De la cale de Pen Lannic, le panorama est de toute beauté : Berder, Locmariaquer… Et Gavrinis. Sur la cale de Pen Lannic, la vie va. Comme la navette blanche et rouge qui va et qui vient, à longueur de journée, vers cette île mystérieuse qui recèle un chef-d’oeuvre néolithique.

En ce moment, Hervé Corlobé embarque jusqu’à deux cents personnes chaque jour. Depuis 20 ans, il assure les traversées. L’été est la période la plus chargée. « La clientèle est intéressante et intéressée. Il y a pas mal de gens du pays avec la famille et les amis. C’est un endroit magnifique, une curiosité du pays. Ça fait le même effet que les pyramides d’Égypte ! »

Chaque année, 30 000 personnes du monde entier sautent à pieds joints dans le Néolithique, après dix minutes de traversée. Dès qu’ils posent le pied sur Gavrinis, ils se dirigent vers le cairn qui daterait de 3 500 avant Jésus-Christ. « Un mamelon à l’entrée du Golfe », dit avec admiration, Yves Bélenfant, directeur de ce site protégé. Le conseil général possède un hectare que gère la Sagemor.

Son trésor est unique : un couloir de quatorze mètres de long aux parois composées de vingt-neuf blocs géants gravés de signaux aussi magnifiques qu’énigmatiques. « Ce sont des traces émouvantes. On sent la main de l’Homme. »

Une star mondiale

Quand les visiteurs débarquent sur l’île de Gavrinis, ils se dirigent vers la butte, en marchant le long d’un grillage. De l’autre côté, c’est privé. Se doutent-ils qu’ils longent la propriété d’un producteur et acteur de cinéma qui a travaillé longtemps avec Luc Besson ?

Pierre-Ange Le Pogam a acheté l’île en 2006. Un paradis de 14,50 hectares que « je connaissais enfant. Je n’avais jamais osé y mettre les pieds, l’aborder en bateau ».

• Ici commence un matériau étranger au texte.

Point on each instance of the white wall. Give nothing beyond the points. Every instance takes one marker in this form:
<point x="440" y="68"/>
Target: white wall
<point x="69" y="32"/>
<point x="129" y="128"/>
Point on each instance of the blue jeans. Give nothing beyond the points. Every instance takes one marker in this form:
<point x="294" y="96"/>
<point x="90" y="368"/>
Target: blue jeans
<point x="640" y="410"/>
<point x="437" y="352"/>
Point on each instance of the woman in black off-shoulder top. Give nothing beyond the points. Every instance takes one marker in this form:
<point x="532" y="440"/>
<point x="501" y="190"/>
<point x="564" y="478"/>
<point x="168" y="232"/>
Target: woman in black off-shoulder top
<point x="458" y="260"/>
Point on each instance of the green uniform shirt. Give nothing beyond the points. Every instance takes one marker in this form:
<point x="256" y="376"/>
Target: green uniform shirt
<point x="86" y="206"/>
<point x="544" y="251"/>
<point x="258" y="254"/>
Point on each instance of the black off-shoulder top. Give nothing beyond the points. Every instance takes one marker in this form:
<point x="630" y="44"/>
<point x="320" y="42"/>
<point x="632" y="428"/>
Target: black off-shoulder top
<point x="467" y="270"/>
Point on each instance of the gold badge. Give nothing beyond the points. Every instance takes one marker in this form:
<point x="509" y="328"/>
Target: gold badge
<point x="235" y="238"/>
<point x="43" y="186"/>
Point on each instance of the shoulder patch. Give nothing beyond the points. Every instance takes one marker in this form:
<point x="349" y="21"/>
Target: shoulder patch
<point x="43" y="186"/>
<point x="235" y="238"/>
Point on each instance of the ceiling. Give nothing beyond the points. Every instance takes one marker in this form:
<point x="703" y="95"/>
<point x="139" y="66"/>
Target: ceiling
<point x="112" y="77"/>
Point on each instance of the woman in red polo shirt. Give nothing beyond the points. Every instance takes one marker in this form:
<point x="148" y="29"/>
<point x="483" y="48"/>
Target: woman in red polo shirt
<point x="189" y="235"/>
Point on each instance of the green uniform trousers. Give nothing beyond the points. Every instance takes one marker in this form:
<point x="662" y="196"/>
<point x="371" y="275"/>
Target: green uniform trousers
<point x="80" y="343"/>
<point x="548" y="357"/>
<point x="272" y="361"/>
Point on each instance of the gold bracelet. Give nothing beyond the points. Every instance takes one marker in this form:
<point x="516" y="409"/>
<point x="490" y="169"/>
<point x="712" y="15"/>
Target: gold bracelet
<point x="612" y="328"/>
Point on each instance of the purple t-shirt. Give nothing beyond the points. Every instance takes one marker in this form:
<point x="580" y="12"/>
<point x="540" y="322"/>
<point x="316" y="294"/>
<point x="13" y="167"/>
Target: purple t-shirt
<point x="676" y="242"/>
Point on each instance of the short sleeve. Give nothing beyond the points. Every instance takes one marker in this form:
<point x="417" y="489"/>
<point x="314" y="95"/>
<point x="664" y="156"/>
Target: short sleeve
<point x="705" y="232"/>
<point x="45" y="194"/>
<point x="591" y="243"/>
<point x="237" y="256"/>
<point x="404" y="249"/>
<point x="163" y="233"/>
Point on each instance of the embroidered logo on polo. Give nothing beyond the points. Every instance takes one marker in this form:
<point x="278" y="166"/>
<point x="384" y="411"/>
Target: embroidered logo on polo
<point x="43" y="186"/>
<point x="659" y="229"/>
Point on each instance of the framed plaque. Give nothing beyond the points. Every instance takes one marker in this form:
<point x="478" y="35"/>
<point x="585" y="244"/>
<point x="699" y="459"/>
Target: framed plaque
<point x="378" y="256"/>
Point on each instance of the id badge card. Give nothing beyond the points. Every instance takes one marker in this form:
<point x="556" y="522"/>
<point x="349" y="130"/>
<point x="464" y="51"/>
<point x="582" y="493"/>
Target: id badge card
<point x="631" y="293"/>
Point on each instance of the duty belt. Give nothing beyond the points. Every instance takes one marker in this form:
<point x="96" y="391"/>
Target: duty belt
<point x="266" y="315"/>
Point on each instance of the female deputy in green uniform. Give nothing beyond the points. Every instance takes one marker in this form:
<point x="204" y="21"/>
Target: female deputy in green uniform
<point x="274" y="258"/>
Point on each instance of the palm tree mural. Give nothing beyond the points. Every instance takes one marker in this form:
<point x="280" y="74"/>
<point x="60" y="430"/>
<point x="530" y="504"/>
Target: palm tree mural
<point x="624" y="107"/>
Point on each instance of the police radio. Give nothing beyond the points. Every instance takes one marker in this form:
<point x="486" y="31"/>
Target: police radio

L’heureux propriétaire est une star mondiale. À Gavrinis, il se rapproche de ses racines « de paysan par mon grand-père de Ploemeur, et de pêcheur. Ici, je vis au bord de l’eau et à la campagne ». Pour 3,5 millions d’euros, il a acquis cette terre et ses deux maisons de 130 et 250 m2, d’anciens corps de ferme qu’il retape. Il n’y a ni électricité, ni eau. « Je suis autonome, j’économise tout. Je respecte ce lieu. »

L’île appartenait aux descendants de la famille Voituriez qui l’avait acquise dans les années cinquante. Le conseil général souhaitait l’acheter « mais cela n’a pas pu se faire », se rappelle Yves Bélenfant. « Longtemps, personne n’en a voulu ».

L’île de la création

« Je suis très fier qu’il y ait ce cairn, confie Pierre-Ange Le Pogam. On sent les pierres, les traces que l’Homme a laissées. » En ce troisième millénaire, son domaine est l’île de la création, « j’y invite mes amis qui peuvent créer et exposer leurs oeuvres ». Le propriétaire n’est pas le moins du monde gêné par ces 30 000 personnes qui débarquent chaque année, « c’est normal que ça se visite ».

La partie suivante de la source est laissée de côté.